Boot 1 hat die Luvtonne mit Wind von Backbord zu hoch angefahren. Die mit Wind von Steuerbord kommenden Boote haben alle Wegerecht. Die Option eines der Boote zu unterwenden oder gar direkt vor einem Boot zu wenden, führt mit großer Wahrscheinlichkeit zu einem Verstoß gegen die an der Bahnmarke verschärfte Wende-Regel (Regel 13 und 18.3(a)) oder auch zum Verhungern. Die Gefahr, dass man dann einen Strafkringel drehen muss oder eine Disqualifikation riskiert, ist groß.
Die bessere Option ist es, rechtzeitig eine Lücke zwischen den ankommenden Booten auszumachen, hindurch zu stechen und dann oberhalb der ankommenden Boote zu wenden.



Fall 3, Luvtonne

Beide Boote fahren die Backbord zu rundende Luvtonne sehr knapp mit Wind von Backbord an. Wenn Boot 1 in Luv überlappt, muss Boot 2 ihm den Bahnmarken-Raum geben, damit es die Tonne umwenden kann (Regel 18.2(b) und Definition Bahnmarken-Raum). Ist Boot 2 beim Erreichen der Zone klar voraus, darf es Boot 1 an der Bahnmarken abstreifen, muss sich aber bei einer Wende um die Bahnmarke von Boot 1 frei halten und darf nicht vor dessen Bug wenden.
Beide Boote müssen den mit Wind von Steuerbord ankommenden Booten ausweichen.



Fall 4, Spigang

Boot 1 hat, weil Wind von Steuerbord, Wegerecht vor Boot 2 und 3 und kann sie damit zur Halse oder zum Passieren hinter seinem Heck zwingen. Boot 2 hat dabei das Problem, dass es nach einer Halse einen Kollisionskurs zu Boot 3 fährt. Da Boot 1 aber für die Boote 2 und 3 ein Hindernis ist, hat Boot 2 nach der Halse Anspruch auf Raum von Boot 3.
Es ist in so einem Fall sinnvoll, auf diesen Anspruch auf Raum rechtzeitig hinzuweisen. Boot 3 muss diesen Raum aber auch dann geben, wenn er nicht ausdrücklich verlangt wurde.



Fall 5, Gate

Boot 1 hat, da es Wind von Steuerbord hat Wegerecht vor Boot 2 und darf sich aussuchen, welche Gate-Bahnmarke es runden will. Setzt es seinen Weg bis zur rechten Gate-Tonne fort muss es aber Boot 2 Bahnmarken-Raum geben, der so ausreichend sein muss, dass Boot 2 dort vernünftig halsen kann.

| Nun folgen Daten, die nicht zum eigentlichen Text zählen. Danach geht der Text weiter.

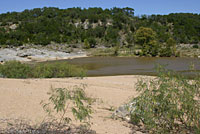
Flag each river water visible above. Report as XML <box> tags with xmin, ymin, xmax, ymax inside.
<box><xmin>50</xmin><ymin>57</ymin><xmax>200</xmax><ymax>76</ymax></box>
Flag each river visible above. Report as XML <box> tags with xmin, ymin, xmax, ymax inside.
<box><xmin>48</xmin><ymin>57</ymin><xmax>200</xmax><ymax>76</ymax></box>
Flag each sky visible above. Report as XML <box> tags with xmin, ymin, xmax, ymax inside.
<box><xmin>0</xmin><ymin>0</ymin><xmax>200</xmax><ymax>15</ymax></box>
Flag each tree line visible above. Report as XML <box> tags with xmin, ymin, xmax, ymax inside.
<box><xmin>0</xmin><ymin>7</ymin><xmax>200</xmax><ymax>48</ymax></box>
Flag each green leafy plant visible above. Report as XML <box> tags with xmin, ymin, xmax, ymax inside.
<box><xmin>131</xmin><ymin>66</ymin><xmax>200</xmax><ymax>133</ymax></box>
<box><xmin>0</xmin><ymin>61</ymin><xmax>86</xmax><ymax>78</ymax></box>
<box><xmin>41</xmin><ymin>85</ymin><xmax>92</xmax><ymax>124</ymax></box>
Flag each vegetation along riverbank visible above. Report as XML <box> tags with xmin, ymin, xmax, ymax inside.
<box><xmin>0</xmin><ymin>7</ymin><xmax>200</xmax><ymax>60</ymax></box>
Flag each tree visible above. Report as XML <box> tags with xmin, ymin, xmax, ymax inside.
<box><xmin>134</xmin><ymin>27</ymin><xmax>158</xmax><ymax>56</ymax></box>
<box><xmin>160</xmin><ymin>37</ymin><xmax>176</xmax><ymax>57</ymax></box>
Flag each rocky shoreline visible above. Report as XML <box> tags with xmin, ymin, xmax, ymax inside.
<box><xmin>0</xmin><ymin>47</ymin><xmax>87</xmax><ymax>63</ymax></box>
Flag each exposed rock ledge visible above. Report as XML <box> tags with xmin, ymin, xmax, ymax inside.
<box><xmin>0</xmin><ymin>48</ymin><xmax>87</xmax><ymax>63</ymax></box>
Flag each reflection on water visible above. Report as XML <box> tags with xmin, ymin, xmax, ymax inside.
<box><xmin>49</xmin><ymin>57</ymin><xmax>200</xmax><ymax>76</ymax></box>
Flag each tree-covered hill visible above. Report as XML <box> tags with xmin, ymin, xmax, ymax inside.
<box><xmin>0</xmin><ymin>7</ymin><xmax>200</xmax><ymax>47</ymax></box>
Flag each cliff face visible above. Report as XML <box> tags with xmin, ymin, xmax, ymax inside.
<box><xmin>0</xmin><ymin>8</ymin><xmax>200</xmax><ymax>47</ymax></box>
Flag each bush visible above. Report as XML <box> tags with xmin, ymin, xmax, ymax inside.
<box><xmin>192</xmin><ymin>44</ymin><xmax>199</xmax><ymax>48</ymax></box>
<box><xmin>32</xmin><ymin>63</ymin><xmax>86</xmax><ymax>78</ymax></box>
<box><xmin>0</xmin><ymin>61</ymin><xmax>86</xmax><ymax>78</ymax></box>
<box><xmin>131</xmin><ymin>67</ymin><xmax>200</xmax><ymax>133</ymax></box>
<box><xmin>41</xmin><ymin>85</ymin><xmax>92</xmax><ymax>124</ymax></box>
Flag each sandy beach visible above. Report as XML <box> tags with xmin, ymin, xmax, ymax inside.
<box><xmin>0</xmin><ymin>75</ymin><xmax>147</xmax><ymax>134</ymax></box>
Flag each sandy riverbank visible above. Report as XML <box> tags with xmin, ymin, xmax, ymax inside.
<box><xmin>0</xmin><ymin>76</ymin><xmax>149</xmax><ymax>134</ymax></box>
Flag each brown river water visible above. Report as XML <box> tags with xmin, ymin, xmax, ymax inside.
<box><xmin>48</xmin><ymin>57</ymin><xmax>200</xmax><ymax>76</ymax></box>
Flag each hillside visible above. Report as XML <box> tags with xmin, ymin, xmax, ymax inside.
<box><xmin>0</xmin><ymin>7</ymin><xmax>200</xmax><ymax>48</ymax></box>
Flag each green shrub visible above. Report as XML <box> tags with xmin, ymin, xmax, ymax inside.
<box><xmin>41</xmin><ymin>85</ymin><xmax>93</xmax><ymax>124</ymax></box>
<box><xmin>192</xmin><ymin>44</ymin><xmax>199</xmax><ymax>48</ymax></box>
<box><xmin>33</xmin><ymin>63</ymin><xmax>86</xmax><ymax>78</ymax></box>
<box><xmin>0</xmin><ymin>61</ymin><xmax>86</xmax><ymax>78</ymax></box>
<box><xmin>131</xmin><ymin>67</ymin><xmax>200</xmax><ymax>133</ymax></box>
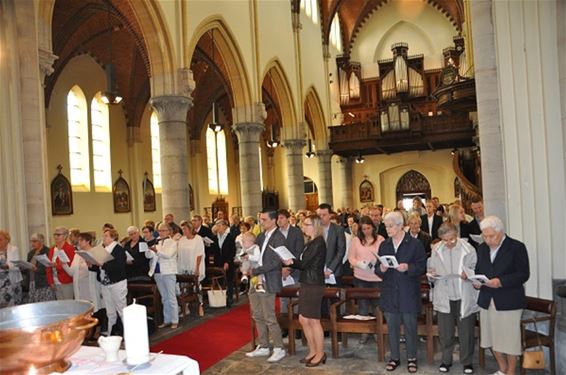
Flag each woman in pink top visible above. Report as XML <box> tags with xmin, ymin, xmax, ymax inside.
<box><xmin>348</xmin><ymin>216</ymin><xmax>384</xmax><ymax>332</ymax></box>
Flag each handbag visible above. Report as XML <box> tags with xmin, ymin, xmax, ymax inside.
<box><xmin>206</xmin><ymin>277</ymin><xmax>226</xmax><ymax>307</ymax></box>
<box><xmin>522</xmin><ymin>319</ymin><xmax>544</xmax><ymax>370</ymax></box>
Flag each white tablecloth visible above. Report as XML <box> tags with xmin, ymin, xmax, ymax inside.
<box><xmin>51</xmin><ymin>346</ymin><xmax>200</xmax><ymax>375</ymax></box>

Fall 6, Gate, rechte Tonne

Boot 1 hat zwar als Boot mit Wind von Steuerbord Wegerecht, muss aber Boot 2 unaufgefordert Bahnmarken-Raum geben. Bahnmarken-Raum ist der Raum um zur Bahnmarke zu fahren und dort ein normales Halsemanöver zum Runden der Bahnmarke zu fahren.